"I don't think you understand what "co-evolution" means. It has nothing whatever to do with the inheritance of acquired characteristics, or even (directly) with inheritance at all."
You're missing the point. If co-evolution is happening within a hundred years, it must be Lamarckian, because otherwise the "random mutation" part would not have time to catch up.
"It simply means that two species have strong and mutual environmental impacts on each other, such that if one species evolves some new or improved capability, the other will be under an immediate selective pressure to respond in some way, and so their evolution is linked by a feedback loop via natural selection."
Exactly, but if this process can happen within a measley few generations, then the adaption process is not random in order for evolution to occur at that pace.
Stultis, you want to take this, or do you want me to?

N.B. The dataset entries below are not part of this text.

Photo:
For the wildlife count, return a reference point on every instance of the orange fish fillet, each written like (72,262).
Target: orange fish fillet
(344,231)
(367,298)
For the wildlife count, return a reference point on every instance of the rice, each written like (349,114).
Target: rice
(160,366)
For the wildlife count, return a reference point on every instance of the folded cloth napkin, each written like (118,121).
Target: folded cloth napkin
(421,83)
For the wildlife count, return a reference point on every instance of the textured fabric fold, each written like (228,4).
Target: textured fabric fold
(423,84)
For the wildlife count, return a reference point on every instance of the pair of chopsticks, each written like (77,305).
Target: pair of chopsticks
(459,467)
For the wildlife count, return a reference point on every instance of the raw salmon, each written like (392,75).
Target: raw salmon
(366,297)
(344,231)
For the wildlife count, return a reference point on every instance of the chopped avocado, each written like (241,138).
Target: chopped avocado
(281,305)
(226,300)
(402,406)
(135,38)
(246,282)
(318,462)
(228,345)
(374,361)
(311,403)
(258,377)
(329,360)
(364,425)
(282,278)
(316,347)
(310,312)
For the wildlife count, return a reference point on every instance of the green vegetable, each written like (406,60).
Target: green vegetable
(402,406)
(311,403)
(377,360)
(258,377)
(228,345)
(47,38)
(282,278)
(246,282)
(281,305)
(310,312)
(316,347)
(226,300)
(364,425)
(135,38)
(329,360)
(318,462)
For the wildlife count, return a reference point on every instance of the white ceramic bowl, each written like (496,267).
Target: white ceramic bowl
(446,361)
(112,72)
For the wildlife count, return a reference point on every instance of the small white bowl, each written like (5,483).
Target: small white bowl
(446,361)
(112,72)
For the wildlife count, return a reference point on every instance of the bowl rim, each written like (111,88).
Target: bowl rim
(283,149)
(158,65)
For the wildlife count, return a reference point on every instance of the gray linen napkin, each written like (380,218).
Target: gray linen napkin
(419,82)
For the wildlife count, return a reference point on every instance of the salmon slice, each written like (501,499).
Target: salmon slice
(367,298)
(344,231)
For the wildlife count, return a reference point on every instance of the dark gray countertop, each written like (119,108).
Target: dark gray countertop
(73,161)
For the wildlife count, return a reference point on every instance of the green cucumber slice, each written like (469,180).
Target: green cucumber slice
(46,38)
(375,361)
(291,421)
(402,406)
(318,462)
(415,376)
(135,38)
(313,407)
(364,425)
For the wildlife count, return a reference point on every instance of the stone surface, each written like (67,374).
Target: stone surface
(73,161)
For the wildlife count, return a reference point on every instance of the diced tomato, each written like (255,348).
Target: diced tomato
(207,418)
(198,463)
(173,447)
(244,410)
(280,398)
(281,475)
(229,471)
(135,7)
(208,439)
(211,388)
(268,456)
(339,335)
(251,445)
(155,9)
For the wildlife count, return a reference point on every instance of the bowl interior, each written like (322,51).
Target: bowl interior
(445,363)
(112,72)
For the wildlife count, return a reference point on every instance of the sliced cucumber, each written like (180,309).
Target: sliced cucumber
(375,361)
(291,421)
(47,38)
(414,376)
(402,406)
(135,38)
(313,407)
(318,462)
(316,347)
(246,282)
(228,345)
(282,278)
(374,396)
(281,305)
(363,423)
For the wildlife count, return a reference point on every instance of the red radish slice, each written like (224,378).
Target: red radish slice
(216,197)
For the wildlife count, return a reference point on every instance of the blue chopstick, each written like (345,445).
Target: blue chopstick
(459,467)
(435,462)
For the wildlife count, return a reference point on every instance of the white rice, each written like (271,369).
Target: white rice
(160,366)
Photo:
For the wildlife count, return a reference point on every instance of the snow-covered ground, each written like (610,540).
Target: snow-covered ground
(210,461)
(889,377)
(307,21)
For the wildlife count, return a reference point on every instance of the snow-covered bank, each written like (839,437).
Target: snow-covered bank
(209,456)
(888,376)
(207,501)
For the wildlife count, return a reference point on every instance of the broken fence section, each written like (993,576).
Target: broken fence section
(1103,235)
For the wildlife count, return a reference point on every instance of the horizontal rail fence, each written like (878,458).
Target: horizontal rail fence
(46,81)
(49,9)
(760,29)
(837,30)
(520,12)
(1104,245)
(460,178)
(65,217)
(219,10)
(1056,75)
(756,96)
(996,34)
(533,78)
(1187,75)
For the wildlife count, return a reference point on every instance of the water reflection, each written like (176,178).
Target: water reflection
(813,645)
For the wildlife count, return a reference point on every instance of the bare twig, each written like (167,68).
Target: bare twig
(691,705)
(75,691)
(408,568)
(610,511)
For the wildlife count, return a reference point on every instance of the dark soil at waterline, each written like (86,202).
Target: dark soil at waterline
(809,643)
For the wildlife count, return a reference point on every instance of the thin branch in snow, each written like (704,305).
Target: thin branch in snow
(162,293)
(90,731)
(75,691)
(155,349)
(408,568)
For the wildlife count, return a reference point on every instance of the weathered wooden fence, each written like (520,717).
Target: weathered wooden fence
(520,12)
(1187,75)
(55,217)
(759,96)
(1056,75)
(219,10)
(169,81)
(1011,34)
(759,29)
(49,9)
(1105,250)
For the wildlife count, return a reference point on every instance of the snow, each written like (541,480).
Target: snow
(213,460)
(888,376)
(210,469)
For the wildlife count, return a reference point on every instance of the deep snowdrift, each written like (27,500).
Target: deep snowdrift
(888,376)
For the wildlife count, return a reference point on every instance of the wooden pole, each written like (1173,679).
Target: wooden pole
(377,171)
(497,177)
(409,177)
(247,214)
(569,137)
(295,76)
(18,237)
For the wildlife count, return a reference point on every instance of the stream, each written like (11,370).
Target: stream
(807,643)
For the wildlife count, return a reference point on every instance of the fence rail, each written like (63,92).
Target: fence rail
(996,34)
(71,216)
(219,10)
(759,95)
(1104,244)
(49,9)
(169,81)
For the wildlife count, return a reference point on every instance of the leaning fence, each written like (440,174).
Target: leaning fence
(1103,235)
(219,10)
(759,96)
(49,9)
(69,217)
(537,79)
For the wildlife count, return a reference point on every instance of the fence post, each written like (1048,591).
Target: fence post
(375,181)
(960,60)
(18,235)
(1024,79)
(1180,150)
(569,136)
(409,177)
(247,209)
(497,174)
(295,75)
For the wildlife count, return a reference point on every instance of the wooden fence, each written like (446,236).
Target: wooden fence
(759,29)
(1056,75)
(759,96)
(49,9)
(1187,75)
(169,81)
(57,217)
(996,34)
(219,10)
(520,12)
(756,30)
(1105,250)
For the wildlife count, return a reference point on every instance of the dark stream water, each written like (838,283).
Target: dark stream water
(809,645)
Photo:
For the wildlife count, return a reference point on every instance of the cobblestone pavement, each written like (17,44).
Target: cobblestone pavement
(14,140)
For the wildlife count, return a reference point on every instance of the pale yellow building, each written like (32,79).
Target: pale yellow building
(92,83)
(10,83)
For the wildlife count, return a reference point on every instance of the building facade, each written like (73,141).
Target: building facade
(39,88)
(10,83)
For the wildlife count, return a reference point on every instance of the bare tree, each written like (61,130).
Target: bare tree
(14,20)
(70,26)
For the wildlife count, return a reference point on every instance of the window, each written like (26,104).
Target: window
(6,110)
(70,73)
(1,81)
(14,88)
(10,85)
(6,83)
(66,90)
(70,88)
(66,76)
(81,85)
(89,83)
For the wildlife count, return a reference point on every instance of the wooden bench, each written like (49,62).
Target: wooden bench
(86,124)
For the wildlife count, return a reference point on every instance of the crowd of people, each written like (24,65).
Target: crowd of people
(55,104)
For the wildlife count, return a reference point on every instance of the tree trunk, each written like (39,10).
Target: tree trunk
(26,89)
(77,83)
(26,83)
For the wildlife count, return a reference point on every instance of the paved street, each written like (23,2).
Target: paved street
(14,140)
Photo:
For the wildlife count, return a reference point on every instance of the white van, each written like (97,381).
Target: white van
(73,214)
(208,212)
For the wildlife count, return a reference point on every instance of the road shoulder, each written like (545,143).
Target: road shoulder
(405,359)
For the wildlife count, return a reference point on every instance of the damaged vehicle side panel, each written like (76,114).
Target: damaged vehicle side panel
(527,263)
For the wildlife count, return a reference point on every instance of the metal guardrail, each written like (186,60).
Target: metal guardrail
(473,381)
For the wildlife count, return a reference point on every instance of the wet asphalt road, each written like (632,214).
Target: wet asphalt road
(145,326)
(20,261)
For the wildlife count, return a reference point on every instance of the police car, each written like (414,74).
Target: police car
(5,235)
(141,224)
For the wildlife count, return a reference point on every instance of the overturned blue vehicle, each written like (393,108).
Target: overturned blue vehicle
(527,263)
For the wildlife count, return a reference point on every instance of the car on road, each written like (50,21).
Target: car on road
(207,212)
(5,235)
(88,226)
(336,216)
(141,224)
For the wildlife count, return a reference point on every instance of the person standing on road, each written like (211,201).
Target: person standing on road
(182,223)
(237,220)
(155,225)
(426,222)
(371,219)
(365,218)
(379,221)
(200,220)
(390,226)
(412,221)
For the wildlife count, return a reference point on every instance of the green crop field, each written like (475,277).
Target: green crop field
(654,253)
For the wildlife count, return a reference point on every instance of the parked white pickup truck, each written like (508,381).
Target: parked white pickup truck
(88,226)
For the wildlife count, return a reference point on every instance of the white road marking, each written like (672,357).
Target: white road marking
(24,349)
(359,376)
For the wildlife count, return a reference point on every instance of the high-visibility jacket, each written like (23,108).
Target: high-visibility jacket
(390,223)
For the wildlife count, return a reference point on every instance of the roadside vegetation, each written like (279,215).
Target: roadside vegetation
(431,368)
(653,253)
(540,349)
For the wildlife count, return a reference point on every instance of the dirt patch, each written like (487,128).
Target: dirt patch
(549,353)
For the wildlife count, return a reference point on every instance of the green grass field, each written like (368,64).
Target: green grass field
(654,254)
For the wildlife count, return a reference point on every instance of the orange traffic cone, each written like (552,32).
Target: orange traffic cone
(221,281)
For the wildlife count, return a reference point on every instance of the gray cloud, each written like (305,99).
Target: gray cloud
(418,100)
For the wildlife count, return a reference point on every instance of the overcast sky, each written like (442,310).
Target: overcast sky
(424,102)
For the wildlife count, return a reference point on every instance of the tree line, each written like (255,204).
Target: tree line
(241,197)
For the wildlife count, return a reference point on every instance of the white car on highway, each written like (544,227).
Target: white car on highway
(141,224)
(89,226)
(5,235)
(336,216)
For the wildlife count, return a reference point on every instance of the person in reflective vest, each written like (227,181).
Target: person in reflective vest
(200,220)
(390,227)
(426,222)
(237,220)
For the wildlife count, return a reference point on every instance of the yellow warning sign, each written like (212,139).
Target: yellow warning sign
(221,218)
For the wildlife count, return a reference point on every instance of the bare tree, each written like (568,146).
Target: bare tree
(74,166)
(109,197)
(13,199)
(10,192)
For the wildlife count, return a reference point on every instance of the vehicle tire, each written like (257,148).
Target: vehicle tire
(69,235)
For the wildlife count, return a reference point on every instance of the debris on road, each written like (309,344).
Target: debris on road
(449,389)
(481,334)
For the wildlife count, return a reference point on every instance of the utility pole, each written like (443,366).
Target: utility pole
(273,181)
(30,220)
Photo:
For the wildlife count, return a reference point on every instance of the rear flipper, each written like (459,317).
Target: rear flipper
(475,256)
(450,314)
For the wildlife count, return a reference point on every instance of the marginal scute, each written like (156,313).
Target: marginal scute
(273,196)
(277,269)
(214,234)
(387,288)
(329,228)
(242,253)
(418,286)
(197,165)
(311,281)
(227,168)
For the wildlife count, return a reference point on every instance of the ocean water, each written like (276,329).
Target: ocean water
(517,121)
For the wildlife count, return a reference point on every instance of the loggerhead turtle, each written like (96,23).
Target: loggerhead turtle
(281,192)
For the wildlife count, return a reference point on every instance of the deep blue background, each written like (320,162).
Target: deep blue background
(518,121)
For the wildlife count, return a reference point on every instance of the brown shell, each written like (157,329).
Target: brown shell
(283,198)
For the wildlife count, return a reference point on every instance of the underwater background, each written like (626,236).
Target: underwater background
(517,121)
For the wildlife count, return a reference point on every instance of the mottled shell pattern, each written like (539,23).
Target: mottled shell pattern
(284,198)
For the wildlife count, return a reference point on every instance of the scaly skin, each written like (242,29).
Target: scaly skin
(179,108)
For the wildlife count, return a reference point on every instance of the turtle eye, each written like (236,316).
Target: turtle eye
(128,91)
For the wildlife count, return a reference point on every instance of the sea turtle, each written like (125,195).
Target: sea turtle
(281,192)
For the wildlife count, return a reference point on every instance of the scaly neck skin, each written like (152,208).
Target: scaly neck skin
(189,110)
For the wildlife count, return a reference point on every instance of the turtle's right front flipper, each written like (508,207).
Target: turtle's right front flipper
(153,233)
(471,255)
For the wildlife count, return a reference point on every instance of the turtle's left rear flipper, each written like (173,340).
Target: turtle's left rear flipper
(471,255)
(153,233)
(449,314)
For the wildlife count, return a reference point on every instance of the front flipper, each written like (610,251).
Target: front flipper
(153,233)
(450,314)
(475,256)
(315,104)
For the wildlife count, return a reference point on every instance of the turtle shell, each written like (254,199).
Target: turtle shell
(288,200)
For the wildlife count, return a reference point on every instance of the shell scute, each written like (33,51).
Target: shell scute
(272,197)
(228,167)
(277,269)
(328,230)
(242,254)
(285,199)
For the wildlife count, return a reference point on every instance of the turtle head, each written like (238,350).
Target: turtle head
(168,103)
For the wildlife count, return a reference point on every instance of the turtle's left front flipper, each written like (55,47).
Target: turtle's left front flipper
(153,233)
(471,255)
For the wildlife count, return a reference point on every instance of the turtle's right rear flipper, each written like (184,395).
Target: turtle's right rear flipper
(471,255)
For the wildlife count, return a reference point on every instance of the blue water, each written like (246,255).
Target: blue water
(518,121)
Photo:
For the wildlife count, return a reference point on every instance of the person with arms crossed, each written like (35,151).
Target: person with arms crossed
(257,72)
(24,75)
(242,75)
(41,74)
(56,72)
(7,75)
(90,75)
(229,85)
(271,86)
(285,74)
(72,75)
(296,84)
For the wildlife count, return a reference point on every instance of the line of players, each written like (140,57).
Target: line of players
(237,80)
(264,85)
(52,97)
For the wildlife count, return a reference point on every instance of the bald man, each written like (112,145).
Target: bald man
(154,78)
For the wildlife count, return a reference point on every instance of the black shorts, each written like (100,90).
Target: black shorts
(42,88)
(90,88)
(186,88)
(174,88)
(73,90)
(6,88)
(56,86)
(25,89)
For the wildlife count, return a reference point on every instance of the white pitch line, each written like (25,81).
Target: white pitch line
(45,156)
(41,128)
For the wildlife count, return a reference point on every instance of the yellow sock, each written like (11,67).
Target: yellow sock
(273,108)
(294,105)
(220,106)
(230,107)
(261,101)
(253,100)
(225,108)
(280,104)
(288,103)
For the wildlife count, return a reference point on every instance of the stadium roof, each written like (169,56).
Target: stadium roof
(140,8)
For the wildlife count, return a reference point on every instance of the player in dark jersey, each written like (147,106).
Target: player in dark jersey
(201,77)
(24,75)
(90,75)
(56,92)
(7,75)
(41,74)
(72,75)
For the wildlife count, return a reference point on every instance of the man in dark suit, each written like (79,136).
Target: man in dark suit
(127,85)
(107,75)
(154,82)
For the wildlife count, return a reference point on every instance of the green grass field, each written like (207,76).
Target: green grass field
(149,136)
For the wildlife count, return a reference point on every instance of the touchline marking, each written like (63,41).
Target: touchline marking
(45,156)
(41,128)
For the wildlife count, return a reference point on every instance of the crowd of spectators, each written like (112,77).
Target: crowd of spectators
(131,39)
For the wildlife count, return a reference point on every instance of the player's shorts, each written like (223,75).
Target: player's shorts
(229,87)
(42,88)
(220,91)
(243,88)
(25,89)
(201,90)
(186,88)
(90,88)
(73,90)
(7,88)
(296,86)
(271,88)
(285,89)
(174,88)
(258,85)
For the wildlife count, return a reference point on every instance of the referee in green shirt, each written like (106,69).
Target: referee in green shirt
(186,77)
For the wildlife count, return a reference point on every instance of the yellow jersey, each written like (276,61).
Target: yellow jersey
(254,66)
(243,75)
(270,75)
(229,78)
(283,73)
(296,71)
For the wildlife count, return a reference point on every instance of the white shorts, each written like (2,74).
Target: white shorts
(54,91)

You don't usually need to wait on random mutation. Most populations maintain a significant amount of variation at any one time, and thus can respond, often on time scales of a few years or less, to sufficiently extreme selective pressures. See, for instance, the book The Beak of the Finch which discusses documented, and nearly instantaneous, selective responses to droughts in the Galapagos Islands. (I.e. the results of the droughts were such that the sizes and natures of seeds available to the birds shifted significantly, and so did the average beak sizes. There was already a range of available beak sizes in the population, so differential survival rapidly shifted the average or typical beak size.)